Light Detection and Ranging (LiDAR) techniques have dramatically enhanced our ability to characterize forest structures remotely by acquiring 3D point cloud samplings of forest shapes. Extracting individual trees from the forests plays a critical role in the automated processing pipeline of forest point cloud analysis. However, there is still a lack of automated, efficient, and easy-to-use approaches available to identify and extract individual trees in a forest point cloud. This is mainly due to inconsistent point cloud quality, diverse forest structure, and complicated plant morphology. Most existing methods require intensive parameter tuning, time-consuming user interactions, and external information (i.e., allometric function). In this reserach, we consider the problem of extracting single-tree point clouds from input forest point clouds.
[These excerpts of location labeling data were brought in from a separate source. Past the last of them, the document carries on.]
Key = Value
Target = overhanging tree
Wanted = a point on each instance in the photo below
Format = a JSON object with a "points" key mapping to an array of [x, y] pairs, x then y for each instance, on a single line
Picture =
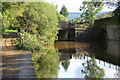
{"points": [[64, 11], [90, 9]]}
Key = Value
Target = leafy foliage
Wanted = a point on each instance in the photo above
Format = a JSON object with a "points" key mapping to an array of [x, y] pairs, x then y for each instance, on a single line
{"points": [[62, 18], [90, 9], [64, 11]]}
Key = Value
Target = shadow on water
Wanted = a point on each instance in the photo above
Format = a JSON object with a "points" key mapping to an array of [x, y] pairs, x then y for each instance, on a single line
{"points": [[79, 60], [96, 59]]}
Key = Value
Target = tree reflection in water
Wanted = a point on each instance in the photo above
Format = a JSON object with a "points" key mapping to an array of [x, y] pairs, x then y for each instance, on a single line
{"points": [[46, 63], [92, 70]]}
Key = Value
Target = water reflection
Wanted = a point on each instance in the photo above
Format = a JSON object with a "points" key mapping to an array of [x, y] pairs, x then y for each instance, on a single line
{"points": [[84, 60], [46, 63], [79, 60]]}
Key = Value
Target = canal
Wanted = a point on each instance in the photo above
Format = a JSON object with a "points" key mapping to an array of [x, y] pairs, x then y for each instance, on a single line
{"points": [[81, 60]]}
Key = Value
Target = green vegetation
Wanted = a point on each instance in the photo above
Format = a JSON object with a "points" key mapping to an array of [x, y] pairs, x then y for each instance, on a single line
{"points": [[62, 18], [64, 11], [36, 24], [66, 64], [37, 21], [8, 31], [105, 15], [90, 9]]}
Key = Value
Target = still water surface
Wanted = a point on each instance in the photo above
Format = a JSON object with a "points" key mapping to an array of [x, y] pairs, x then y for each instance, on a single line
{"points": [[80, 60]]}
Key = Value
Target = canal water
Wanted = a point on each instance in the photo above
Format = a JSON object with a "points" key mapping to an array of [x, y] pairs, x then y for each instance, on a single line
{"points": [[90, 60], [80, 60]]}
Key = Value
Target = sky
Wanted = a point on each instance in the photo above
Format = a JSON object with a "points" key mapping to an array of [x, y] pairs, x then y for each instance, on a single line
{"points": [[72, 5]]}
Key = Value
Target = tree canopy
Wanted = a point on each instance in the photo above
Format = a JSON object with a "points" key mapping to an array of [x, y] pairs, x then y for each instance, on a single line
{"points": [[64, 11], [90, 9]]}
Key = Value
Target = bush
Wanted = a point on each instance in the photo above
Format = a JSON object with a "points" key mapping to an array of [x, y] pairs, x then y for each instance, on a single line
{"points": [[28, 41]]}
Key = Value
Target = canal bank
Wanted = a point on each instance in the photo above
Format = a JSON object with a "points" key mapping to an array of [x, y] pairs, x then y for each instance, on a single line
{"points": [[16, 63]]}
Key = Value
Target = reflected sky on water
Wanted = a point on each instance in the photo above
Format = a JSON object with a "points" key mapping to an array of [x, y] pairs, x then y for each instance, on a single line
{"points": [[74, 54]]}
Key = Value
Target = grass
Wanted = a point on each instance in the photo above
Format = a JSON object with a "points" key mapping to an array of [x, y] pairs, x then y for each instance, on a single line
{"points": [[9, 31]]}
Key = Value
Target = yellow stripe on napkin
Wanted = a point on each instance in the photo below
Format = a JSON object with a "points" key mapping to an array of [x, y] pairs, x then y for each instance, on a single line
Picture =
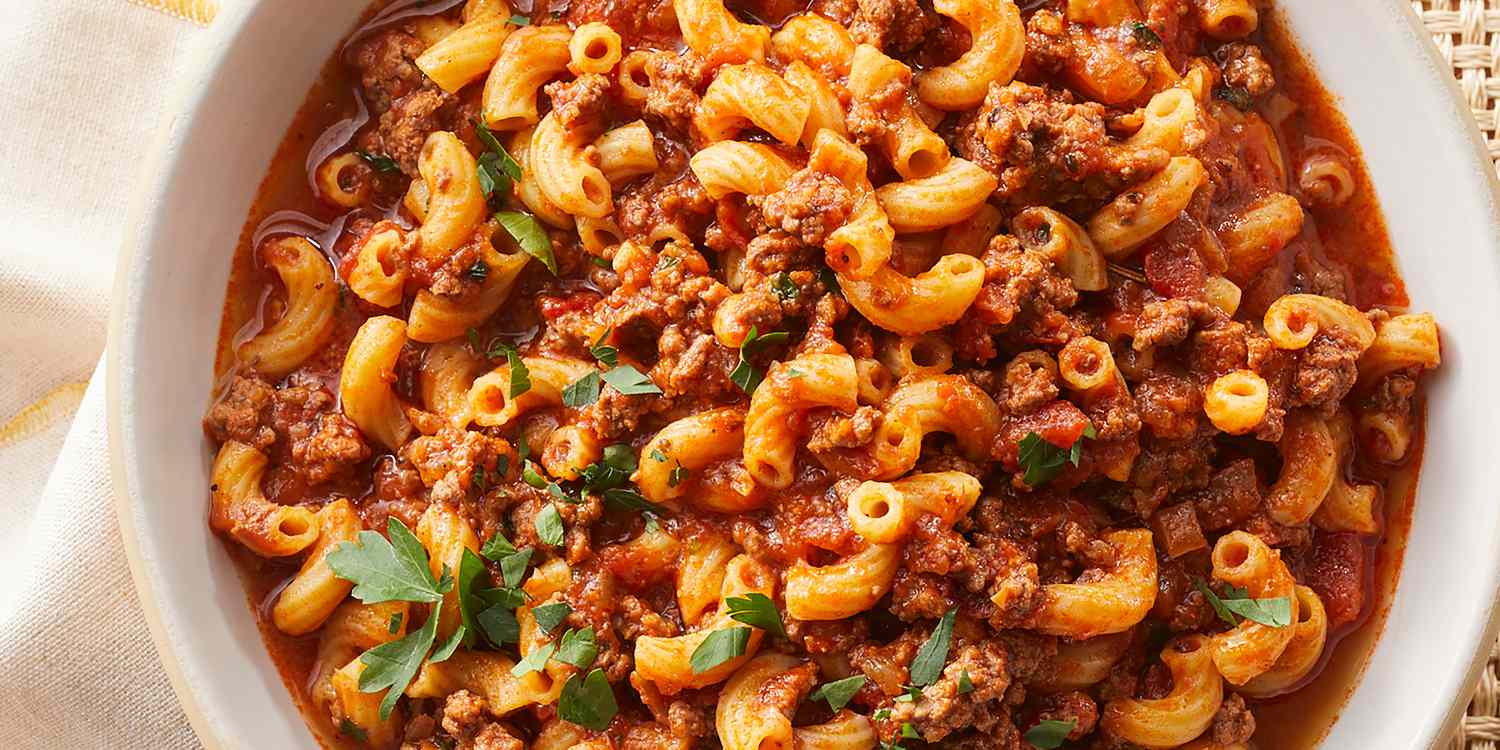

We propose two novel Topology-based Tree Segmentation (TTS) approaches, namely TTS-ALS and TTS-TLS, for airborne and terrestrial laser scanning data analysis, respectively. TTS algorithms are plug-and-play by nature and controlled by at most one parameter, ensuring user-friendliness. The implemented TTS software tools can extract single trees from 3D point clouds on various forest types, including conifer trees, broadleaf deciduous forests, and evergreen subtropical trees. By moving from single-time LiDAR point cloud data to multi-date point clouds, which are scanned from the same forest at different times, we will also segment and analyze LiDAR point clouds over-time.